The center-left, which had been losing adhesion for years, especially after its defeat in the 2017 presidential election, won 10 regions, including the Metropolitan Region, where the capital is located and where 8 of the country’s 19 million inhabitants live.
“We can have different visions, we can have different ideas, but I hope, and I ask for your help, that never in the heat of the debates, we lose the north, which is the most humble, which are the poorest and the discriminated people in this region,” said during his investiture the brand new metropolitan governor, Claudio Orrego, of the Christian Democracy (DC).

The ruling Chile Vamos coalition, made up of four right-wing parties, only managed to win in the conflictive Aracuanía (south), which was a major setback for the Chilean president, Sebastián Piñera who will have to deal with a strengthened opposition during the last months of his term.

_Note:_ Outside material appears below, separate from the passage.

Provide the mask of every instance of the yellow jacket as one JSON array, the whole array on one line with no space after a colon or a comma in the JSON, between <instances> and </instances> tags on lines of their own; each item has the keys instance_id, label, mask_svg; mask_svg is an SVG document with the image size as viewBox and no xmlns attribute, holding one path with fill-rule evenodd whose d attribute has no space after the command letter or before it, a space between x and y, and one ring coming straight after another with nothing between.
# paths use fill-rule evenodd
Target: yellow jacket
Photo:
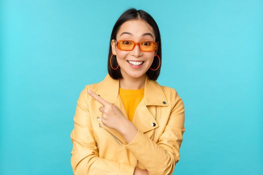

“This government and the previous ones have not had the capacity to face the problems in the region. The State was not up to the task”, said the new governor of La Araucanía and member of the liberal Evópoli, Luciano Rivas, on a local radio station, about the bitter conflict for decades that has pitted indigenous people against large forestry companies and cattle ranchers in the area.
For their part, the independents without party affiliation and the leftists of the Frente Amplio (FA) have three regional governments and two.
“Our purpose is to fight intensely to combat unemployment, to get the region moving, to put equity at our core and to make Valparaíso a region of rights,” said the new governor, Rodrigo Mundaca, an activist in favor of the right to water in the epicenter of the drought in Chile, at his inauguration.
The entry into operation of the new regional governments has not been without controversy. After a wave of criticism, the government reversed on Monday and reversed a decree that cut almost 1.5 billion from their budget to transfer it to the delegates.